Take the iPad: Originally conceived of as a media-consumption and entertainment device—an overgrown iPod—it's become an indispensable work tool, serving as everything from cash register to Rolodex.
Android tablets, too, are making inroads—especially in different form factors, like phone-tablet hybrids.
Square CFO Sarah Friar knows something about the chameleon-like nature of tablets. The payments company's credit-card reader and software turn these devices into modern day cash registers. She's taken to calling them: "general-compute devices."
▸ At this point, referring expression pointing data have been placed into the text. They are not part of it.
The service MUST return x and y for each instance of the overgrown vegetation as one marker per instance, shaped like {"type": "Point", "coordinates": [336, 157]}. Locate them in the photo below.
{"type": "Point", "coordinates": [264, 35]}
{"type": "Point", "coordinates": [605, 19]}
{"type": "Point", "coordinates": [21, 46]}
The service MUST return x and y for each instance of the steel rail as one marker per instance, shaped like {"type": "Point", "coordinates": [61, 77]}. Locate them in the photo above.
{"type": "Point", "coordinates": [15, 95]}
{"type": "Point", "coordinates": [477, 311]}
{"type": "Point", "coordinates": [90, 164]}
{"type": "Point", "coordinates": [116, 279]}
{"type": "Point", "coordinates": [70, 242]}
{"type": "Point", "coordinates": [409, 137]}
That's exactly right, in that tablets start out as generalists, and are easily reconfigured from one purpose to the next. But it's in the specifics that things get really interesting.
Ducati sells motorcycles with a custom iPad app
Ducati, the motorcycle maker, has 1,000 dealers in 88 countries. It switched from a hodgepodge of systems to a single app, the Ducati Communication System, which does everything from show customized models to customers to training sales reps on new products.
Blue Bottle rings up lattes
An Oakland, Calif.-based coffee chain beloved by Internet-startup employees from San Francisco to Brooklyn, Blue Bottle was a natural adopter of iPads and Square's Register app. It started in three of the chain's 11 locations in February and it's rolling out to the rest over the next few months.
Like Blue Bottle's old point-of-sale systems, Square Register swipes credit cards and track sales. But it can do tricks the old ones can't—like let customers check in at a store and pay by saying their name, send digital gift certificates, and provide detailed sales analyses.
St. Louis Urgent Cares speeds up medicine
The most obvious use of iPads in medicine is to replace the old patient chart with electronic health records, which this chain of urgent-care facilities does. But the generalist nature of tablet shines through here: Doctors also use 3D anatomy apps to explain complicated medical procedures to patients.